(ne scrive Luca Alterini per Greenreport)
Lo stato insulare di Singapore è piccolo (neanche il triplo dell’isola d’Elba) ma economicamente assai agguerrito. Rappresenta uno dei principali snodi commerciali al mondo e una piazza finanziaria di livello globale, ma è anche sede di una florida attività di raffinazione petrolifera. Sono ben tre gli impianti presenti, tra i quali – oltre a quello della Singapore refining company – si annoverano le più grandi raffinerie possedute da Shell (500mila barili il giorno) ed ExxonMobil (600mila barili).
Una presenza ingombrante che non ha impedito al governo della città-stato di annunciare l’introduzione di una carbon tax a partire dal 2019 per ridurre l’impatto dei grandi emettitori di gas serra, come le centrali elettriche e le raffinerie. I margini di profitto delle multinazionali petrolifere presenti a Singapore, già pressate da una crescente concorrenza, saranno limati: i costi a barile si stima saliranno di 3,5-7 dollari, ma ridurre le emissioni di COeq viene ritenuto più importante. Singapore mira a ridurre del 36% rispetto al 2005 le proprie emissioni di gas serra entro il 2030, con l’obiettivo di raggiungere il picco in quell’anno. La carbon tax rappresenta l’asso nella manica calato dal governo, e verrà fissata attorno ai 7-14 dollari per tonnellata di CO2. Non molto, ma è un inizio.
Possiamo imparare qualcosa da quest’iniziativa? Il ministro dell’Economia italiano, Pier Carlo Padoan, è appena rientrato da un duro confronto con la Commissione Ue, che impone al Paese un ulteriore manovra finanziaria pari allo 0,2% del Pil, circa 3,4 miliardi di euro, pena l’attivazione della procedura d’infrazione. Dove trovare i soldi? Il ritocco all’insù delle accise sui carburanti – sui quali ancora grava il tributo per la guerra d’Abissinia – è inviso alla maggioranza di governo, contraria per il pessimo appeal che una simile decisione avrebbe sull’elettorato.
Una scelta più lungimirante sarebbe quella di guardare ad esempi come quello di Singapore, non certo il primo a introdurre una carbon tax: secondo la Banca mondiale sono ormai 40 i paesi e 20 tra città e province ad aver introdotto una tassazione sul carbonio.
Sulle pagine di Possibile è Gianni Silvestrini, direttore scientifico del Kyoto club a sottolineare che «questa sarebbe l’occasione giusta per una revisione della fiscalità che coinvolga tutti i combustibili fossili utilizzati nel Paese, includendo anche la generazione elettrica, favorendo quindi gli interventi di efficienza delle rinnovabili e, indirettamente, del metano.

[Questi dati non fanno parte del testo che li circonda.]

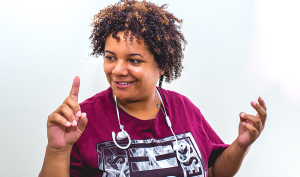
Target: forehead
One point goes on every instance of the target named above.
(125, 44)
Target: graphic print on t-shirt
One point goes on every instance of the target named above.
(150, 157)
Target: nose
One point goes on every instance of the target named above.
(121, 68)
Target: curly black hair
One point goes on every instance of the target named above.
(143, 20)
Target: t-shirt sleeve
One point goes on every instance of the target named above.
(218, 146)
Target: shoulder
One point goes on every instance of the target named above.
(173, 97)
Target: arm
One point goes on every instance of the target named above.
(250, 127)
(64, 127)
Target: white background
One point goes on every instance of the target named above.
(237, 50)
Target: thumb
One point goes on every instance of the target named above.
(81, 123)
(75, 88)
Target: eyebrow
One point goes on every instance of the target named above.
(129, 55)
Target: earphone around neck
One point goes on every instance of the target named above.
(123, 134)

Considerando infatti che il prezzo della CO2 nell’ambito dell’ETS (European Emission Trading Scheme, ndr) è sceso a 5 €/t, è evidente che questo strumento non è assolutamente in grado di fornire segnali di mercato, con una decisa penalizzazione degli efficientissimi impianti a gas a ciclo combinato rispetto alle centrali a carbone».
Secondo Silvestrini, ipotizzando una carbon tax in Italia pari a «20 €/t, le entrate sarebbero dell’ordine di 8 miliardi, una cifra che consentirebbe di far fronte agli impegni europei, di tagliare del 10% le bollette elettriche grazie ad un alleggerimento della componente A3 e di ridurre il costo del lavoro». Un intervento, dunque, che al rispetto degli aridi meccanismi di austerità europei aggiungerebbe almeno una rilevante componente di politica industriale, utile per affrontare anche la spinosa partita della globalizzazione: «Per quanto riguarda le industrie energivore – aggiunge infatti Silvestrini – va appoggiata la richiesta inviata da più parti a Bruxelles (ultima quella del produttore di acciaio ArcelorMittal) di introdurre una tassa sui beni importati in Europa in relazione al contenuto di carbonio. Una Border Tax di questo tipo, contenuta anche nella citata proposta degli ex ministri del Tesoro Usa, andrebbe mantenuta fino all’introduzione di una carbon tax a livello mondiale».
In attesa che la comunità internazionale si impegni a muoversi nella direzione giusta, già a livello nazionale è possibile fare molto. Una revisione ad ampio raggio della fiscalità italiana, che vada oltre l’introduzione di una carbon tax per incentivare un impiego più efficiente delle risorse naturali (ad esempio con un credito di imposta sugli acquisti di prodotti realizzati in materiale riciclato), offrirebbe nuovo slancio alla competitività economica del Paese insieme alla possibilità di ridurre le imposte sul lavoro: come già mostrato da autorevoli economisti, il potenziale delle tasse verdi in Italia ammonta almeno a 25 miliardi di euro. Peccato che nessun governo abbia finora spinto per attivarle.